Daraldik, who just finished his junior year, said he felt abandoned by FSU.

“Ideally, I would hope that a university would stand by a student leader who has proven himself,” he said in an interview. “I’m not an untested student leader. I’m a student leader they’re familiar with. I worked in the president’s office the entirety of my freshman year. They know what I stand for; they know I’m not someone who spews hate. I feel like they should have been able to recognize that the attacks that I was facing were because of who I am, because of the fact I’m a Palestinian, and they should have stood against that instead of affirming that and giving it their approval and saying, ‘Yeah, he’s anti-Semitic.’”

Jonathan Friedman, director of the Free Expression and Education program at PEN America, said university leaders “have an obligation on the one hand to speak out against hate when there is true discriminatory intent, but also balance their own intervention with the need to protect their students and their faculty from harassment as much as is reasonably possible.”

“No student deserves to be harassed and targeted, whether it’s with anti-Semitic remarks or Islamophobic remarks, and the university has to have an equal responsibility to protect their students against both of those kinds of remarks,” Friedman said. “I think we can also extend some sympathy to the powerful feeling that exists on both sides of the Israeli-Palestinian conflict.”

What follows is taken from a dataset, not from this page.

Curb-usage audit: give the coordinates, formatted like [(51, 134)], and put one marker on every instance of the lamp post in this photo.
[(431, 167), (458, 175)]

Dan Leshem, the director of the FSU Hillel, said Thrasher’s statement criticizing Daraldik’s remarks as anti-Semitic was appropriate and appreciated by Jewish students who were made to feel “unsafe and unwelcome” by Daraldik’s statements and by the Student Senate’s failure to condemn them. (Daraldik names Leshem in his complaint, alleging Leshem called him an “extremist,” which Leshem denies.)

“Condemnation of anti-Semitism -- by President Thrasher or anyone else -- poses no danger or harm to anyone,” Leshem said. “On the contrary, condemnation of one kind of hate is not incitement of another kind, and the university has been clear that it abhors discrimination and hate speech of all kinds. I believe that President Thrasher’s statement was very much needed and greatly appreciated by the Jewish students of FSU.”